(Bloomberg) — A heap of distressed debt is expanding in the US corporate bond market and investors worry that a burst of defaults will follow.
The amount of dollar-denominated bonds and loans trading at levels indicating distress is the largest since September 2020, reaching $271.3 billion last week after five straight weeks of growth, according to data compiled by Bloomberg.
Companies that binged on low-cost borrowing in recent years are facing the prospect of refinancing at exorbitant yields — if they can find any investors — as the Federal Reserve raises rates to battle persistent inflation, threatening to push the economy into recession.

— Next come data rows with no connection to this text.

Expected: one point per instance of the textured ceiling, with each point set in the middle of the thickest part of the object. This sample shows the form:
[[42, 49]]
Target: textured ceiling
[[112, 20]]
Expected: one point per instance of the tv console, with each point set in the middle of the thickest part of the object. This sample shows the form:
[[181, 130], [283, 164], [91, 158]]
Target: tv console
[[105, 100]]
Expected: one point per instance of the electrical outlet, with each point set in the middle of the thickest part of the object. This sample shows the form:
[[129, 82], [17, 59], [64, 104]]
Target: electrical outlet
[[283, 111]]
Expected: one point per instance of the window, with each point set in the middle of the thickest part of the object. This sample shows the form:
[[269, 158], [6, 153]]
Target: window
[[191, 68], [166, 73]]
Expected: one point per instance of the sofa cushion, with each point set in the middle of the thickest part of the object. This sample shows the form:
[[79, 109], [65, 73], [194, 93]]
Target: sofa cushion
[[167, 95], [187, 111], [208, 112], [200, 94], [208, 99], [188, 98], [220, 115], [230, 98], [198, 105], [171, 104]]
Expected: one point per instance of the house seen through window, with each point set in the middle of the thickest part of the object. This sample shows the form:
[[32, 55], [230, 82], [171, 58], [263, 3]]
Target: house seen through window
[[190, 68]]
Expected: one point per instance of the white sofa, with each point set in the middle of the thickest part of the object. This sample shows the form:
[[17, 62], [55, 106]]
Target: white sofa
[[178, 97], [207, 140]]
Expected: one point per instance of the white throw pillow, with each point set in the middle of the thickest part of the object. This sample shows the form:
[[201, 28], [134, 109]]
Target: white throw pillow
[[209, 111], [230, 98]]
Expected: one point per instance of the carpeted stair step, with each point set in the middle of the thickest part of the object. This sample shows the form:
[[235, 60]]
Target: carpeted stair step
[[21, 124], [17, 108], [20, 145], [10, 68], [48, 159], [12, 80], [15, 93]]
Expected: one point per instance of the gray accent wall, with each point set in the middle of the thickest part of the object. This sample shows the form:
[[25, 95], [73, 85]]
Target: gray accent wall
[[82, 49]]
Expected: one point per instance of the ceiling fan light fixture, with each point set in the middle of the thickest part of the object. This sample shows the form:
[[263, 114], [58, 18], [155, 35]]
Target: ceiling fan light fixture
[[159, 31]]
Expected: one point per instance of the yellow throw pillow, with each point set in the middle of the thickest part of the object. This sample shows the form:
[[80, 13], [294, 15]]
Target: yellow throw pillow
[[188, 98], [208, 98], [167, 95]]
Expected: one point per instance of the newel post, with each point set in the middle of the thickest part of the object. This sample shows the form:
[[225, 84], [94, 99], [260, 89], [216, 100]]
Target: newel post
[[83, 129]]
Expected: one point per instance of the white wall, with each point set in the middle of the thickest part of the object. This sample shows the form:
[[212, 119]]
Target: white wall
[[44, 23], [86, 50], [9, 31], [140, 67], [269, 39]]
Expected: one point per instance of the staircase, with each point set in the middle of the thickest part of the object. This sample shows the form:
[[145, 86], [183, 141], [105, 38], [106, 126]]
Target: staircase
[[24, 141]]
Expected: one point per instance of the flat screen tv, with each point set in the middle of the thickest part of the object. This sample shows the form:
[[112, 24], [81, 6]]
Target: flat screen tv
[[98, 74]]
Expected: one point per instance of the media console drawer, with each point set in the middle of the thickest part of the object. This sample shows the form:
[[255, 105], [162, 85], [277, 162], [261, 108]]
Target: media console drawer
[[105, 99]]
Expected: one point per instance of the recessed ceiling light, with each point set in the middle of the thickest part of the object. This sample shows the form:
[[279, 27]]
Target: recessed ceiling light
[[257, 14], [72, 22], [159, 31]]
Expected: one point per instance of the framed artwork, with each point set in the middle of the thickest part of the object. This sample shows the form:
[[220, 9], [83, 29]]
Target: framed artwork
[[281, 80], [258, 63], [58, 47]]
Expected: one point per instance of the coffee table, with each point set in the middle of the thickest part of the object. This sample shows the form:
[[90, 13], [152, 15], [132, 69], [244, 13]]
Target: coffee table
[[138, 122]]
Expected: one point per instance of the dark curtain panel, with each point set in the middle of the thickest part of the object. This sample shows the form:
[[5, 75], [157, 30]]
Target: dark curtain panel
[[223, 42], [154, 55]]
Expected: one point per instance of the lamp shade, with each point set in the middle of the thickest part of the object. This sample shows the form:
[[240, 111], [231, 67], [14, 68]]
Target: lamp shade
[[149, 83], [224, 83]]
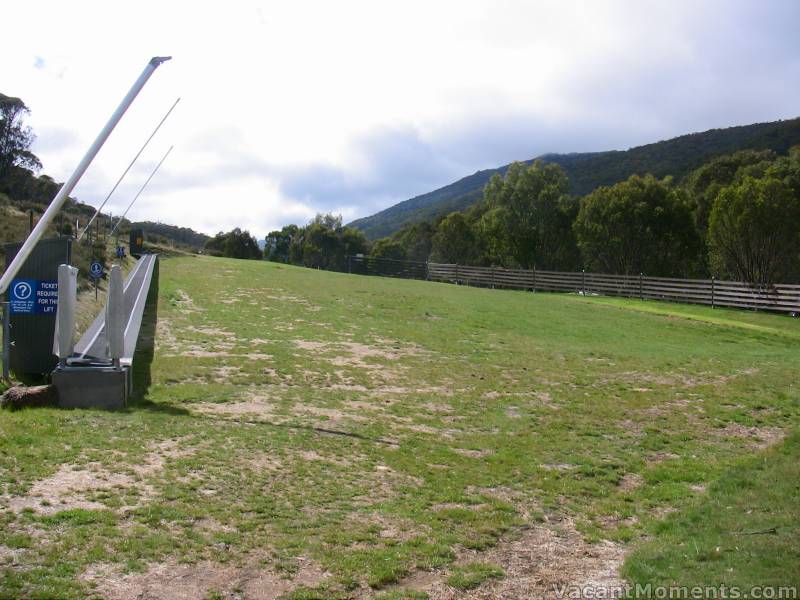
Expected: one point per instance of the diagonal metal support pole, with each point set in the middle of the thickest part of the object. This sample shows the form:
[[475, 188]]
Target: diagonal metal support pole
[[70, 184], [125, 172]]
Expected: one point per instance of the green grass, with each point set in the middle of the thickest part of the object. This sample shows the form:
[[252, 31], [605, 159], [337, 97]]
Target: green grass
[[343, 433], [744, 532]]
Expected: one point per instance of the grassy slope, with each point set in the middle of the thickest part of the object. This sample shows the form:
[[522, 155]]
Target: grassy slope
[[467, 412]]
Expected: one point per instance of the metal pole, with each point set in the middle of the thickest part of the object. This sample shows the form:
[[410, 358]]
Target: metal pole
[[712, 292], [67, 188], [125, 172], [141, 189], [6, 339]]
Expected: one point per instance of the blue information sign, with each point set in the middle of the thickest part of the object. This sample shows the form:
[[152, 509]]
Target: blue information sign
[[96, 270], [33, 297]]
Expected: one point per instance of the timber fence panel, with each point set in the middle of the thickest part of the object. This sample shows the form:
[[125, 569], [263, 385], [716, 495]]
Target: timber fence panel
[[713, 292]]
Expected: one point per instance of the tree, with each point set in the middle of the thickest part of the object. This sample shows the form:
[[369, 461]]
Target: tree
[[754, 230], [417, 240], [454, 241], [388, 248], [325, 243], [15, 138], [641, 225], [703, 184], [234, 244], [278, 243], [530, 217]]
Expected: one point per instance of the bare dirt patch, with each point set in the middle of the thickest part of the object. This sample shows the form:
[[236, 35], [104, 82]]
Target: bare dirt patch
[[759, 437], [68, 488], [72, 485], [473, 453], [172, 581], [185, 303], [255, 406], [630, 482], [539, 559]]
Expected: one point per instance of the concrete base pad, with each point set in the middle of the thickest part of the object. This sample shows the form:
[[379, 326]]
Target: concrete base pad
[[89, 387]]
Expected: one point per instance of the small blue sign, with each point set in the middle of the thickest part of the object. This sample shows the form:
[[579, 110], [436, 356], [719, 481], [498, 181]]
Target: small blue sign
[[33, 297], [96, 270]]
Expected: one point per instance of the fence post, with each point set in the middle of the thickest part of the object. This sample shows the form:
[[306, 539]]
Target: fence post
[[712, 292], [6, 339]]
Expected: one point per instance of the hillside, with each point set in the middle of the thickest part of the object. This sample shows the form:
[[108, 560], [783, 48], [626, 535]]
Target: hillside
[[586, 171], [295, 427], [180, 235]]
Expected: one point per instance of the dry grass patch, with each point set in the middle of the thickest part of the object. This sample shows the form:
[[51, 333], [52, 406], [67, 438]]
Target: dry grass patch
[[171, 580]]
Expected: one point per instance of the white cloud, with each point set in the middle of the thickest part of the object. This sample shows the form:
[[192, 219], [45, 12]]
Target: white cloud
[[293, 107]]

Some market participants see distress leading to default, and for some companies, bankruptcy.
“You’re going to see a lot more distressed companies borrowing at a much higher rate,” said Jordana Renert, a restructuring lawyer with Lowenstein Sandler. “I don’t think it’s going to be everybody falling off a cliff — I think it’s going to sort of be a slow movement, an uptick in the bankruptcy cycle.”
The growing volume of troubled debt — defined as bonds trading at yields at least 10 percentage points above Treasuries, or loans changing hands at less than 80 cents on the dollar — shows investors are demanding a higher return for holding on to the debt of risky enterprises.
A case in point is Carnival Corp., with more than $8 billion of debt obligations trading at distressed levels, according to data compiled by Bloomberg. The cruise company managed to sell $2 billion of bonds earlier this month to refinance some of its debt, but paid a yield of 10.75%. Carnival last year sold bonds at yields as low as 6%.